Ao lado, uma impressora a três dimensões fabrica paulatinamente uma estrutura a partir de resina líquida que será usada para cultivar pele artificial, que poderá ser usada para testar cosméticos e medicamentos.

“Este metro quadrado custou um milhão de euros”, aponta Elvira Fortunato ao passar pelo microscópio eletrónico onde se observam fibras individuais de celulose que podem ser cortadas, impressas ou manipuladas com um feixe dirigido de eletrões.

Este equipamento já serviu para encontrar defeitos nos airbags de uma marca de carros que afetou milhares de veículos, o que segue a filosofia de “colocar estes conhecimentos ao serviço da sociedade e das empresas”, refere a cientista.

Na chamada “câmara limpa” do Cenimat, onde só se entra vestido com material protetor e depois de passar por uma câmara de descontaminação, é onde a pesquisa mais “hi-tech” se realiza.

O ambiente é cuidadosamente controlado e pressurizado para evitar qualquer contaminação de partículas que, à nano-escala, podem arruinar as experiências.

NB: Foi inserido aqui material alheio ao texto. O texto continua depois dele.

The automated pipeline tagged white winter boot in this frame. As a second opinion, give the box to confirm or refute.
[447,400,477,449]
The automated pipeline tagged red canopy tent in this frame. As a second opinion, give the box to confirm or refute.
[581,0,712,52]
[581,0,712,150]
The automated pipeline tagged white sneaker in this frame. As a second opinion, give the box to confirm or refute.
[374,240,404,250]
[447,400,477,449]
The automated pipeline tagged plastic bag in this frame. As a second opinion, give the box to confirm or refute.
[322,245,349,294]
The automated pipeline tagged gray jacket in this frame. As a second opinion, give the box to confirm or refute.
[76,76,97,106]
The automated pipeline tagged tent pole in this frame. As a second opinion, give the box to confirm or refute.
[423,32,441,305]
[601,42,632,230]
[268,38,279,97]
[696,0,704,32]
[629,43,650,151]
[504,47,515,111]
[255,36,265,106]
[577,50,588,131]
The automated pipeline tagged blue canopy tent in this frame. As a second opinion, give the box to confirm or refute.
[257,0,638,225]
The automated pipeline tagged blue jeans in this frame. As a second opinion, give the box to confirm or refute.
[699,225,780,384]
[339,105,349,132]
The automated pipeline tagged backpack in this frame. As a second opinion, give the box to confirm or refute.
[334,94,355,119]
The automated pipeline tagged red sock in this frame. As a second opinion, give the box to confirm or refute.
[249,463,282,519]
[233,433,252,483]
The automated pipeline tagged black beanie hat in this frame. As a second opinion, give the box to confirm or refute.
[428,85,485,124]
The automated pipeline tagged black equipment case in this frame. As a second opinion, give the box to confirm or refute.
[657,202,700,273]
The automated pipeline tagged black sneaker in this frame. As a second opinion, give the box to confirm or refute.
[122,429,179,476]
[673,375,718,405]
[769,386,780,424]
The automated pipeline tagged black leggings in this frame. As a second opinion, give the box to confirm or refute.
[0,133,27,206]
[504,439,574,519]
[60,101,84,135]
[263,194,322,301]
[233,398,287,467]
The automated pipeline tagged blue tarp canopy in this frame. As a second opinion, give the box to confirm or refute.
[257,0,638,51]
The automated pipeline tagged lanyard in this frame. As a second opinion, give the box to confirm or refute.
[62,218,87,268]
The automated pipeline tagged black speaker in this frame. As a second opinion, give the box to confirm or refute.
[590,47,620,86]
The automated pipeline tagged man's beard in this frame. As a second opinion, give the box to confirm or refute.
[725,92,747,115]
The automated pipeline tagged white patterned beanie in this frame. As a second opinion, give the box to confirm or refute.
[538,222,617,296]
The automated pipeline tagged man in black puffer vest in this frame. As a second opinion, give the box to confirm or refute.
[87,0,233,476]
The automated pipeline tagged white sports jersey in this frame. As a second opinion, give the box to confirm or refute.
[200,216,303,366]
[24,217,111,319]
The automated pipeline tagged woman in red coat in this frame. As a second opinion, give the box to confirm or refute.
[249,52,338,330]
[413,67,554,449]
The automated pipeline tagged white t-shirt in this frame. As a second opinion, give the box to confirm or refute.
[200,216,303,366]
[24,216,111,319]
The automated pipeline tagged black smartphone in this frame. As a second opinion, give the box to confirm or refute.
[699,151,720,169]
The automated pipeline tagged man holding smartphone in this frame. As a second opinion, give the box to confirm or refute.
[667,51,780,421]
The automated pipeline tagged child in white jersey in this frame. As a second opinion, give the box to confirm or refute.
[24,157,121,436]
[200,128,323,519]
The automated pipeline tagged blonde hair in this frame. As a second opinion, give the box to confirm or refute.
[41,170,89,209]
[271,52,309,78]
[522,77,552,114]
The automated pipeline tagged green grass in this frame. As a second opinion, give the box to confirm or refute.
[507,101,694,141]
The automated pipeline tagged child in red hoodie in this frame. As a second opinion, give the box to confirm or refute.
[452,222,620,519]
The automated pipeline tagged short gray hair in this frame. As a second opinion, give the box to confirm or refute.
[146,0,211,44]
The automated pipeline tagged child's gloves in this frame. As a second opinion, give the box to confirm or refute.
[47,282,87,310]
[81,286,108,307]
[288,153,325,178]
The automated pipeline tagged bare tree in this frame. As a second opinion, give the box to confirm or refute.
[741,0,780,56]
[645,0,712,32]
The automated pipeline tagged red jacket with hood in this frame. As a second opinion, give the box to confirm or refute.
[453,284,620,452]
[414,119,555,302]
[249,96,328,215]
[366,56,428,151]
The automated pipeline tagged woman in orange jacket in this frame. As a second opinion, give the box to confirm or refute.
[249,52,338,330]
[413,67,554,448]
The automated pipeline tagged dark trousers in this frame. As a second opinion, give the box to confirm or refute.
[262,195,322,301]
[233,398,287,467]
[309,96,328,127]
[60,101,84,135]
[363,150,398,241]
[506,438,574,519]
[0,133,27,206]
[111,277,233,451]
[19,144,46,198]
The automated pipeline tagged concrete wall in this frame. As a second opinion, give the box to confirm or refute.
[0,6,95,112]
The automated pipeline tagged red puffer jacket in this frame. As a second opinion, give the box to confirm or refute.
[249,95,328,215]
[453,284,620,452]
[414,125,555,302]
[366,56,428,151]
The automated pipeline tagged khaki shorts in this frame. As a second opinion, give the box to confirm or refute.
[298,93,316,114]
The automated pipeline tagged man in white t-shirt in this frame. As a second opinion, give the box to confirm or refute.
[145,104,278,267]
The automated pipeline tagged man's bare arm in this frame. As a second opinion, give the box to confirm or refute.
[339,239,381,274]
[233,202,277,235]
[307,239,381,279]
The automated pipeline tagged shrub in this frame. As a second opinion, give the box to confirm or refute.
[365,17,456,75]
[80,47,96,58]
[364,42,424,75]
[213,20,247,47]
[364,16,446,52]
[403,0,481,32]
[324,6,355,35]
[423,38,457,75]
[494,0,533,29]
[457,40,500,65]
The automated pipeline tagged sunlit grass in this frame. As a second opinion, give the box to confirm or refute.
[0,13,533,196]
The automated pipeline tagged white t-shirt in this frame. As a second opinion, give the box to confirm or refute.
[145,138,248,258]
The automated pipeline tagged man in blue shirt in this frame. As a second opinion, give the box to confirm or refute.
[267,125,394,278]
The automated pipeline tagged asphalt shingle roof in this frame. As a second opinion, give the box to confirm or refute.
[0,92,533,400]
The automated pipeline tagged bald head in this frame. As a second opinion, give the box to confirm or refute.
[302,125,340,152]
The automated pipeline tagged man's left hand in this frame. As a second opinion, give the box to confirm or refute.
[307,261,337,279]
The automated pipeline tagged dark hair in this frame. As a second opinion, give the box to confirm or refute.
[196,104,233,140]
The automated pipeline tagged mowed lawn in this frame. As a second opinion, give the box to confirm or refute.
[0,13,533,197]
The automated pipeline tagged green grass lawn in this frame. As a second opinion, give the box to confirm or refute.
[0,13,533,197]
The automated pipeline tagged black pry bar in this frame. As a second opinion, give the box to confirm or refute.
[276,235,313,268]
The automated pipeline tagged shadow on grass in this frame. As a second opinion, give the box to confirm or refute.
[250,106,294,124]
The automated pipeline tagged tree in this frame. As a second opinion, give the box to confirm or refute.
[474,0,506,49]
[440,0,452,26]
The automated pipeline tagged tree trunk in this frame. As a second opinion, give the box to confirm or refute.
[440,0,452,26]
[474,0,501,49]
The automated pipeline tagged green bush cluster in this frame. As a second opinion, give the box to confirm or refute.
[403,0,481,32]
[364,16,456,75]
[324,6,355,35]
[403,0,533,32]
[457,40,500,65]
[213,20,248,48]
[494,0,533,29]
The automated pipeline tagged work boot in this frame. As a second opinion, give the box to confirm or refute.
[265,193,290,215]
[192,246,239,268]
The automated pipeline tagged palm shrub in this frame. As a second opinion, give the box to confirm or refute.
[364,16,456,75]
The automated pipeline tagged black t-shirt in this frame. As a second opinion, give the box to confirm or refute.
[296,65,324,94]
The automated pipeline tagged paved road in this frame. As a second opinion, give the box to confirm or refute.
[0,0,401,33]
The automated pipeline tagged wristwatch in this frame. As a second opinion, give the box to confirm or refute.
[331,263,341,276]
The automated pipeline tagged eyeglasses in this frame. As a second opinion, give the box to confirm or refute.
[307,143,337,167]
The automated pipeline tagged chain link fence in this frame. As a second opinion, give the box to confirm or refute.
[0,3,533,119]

O trabalho com microscópios eletrónicos consiste na impressão de intricados circuitos eletrónicos em material flexível, onde cada partícula é meticulosamente colocada.

"Aqui não há livros bolorentos", refere Elvira Fortunato, rodeada de ideias, pessoas e máquinas que já concretizaram e superaram a profecia do cientista norte-americano Richard Feynman, pioneiro no estudo da nanotecnologia, que há quase sessenta anos previu que se poderiam escrever todos os volumes da 'Encyclopaedia Britannica' na ponta de um alfinete.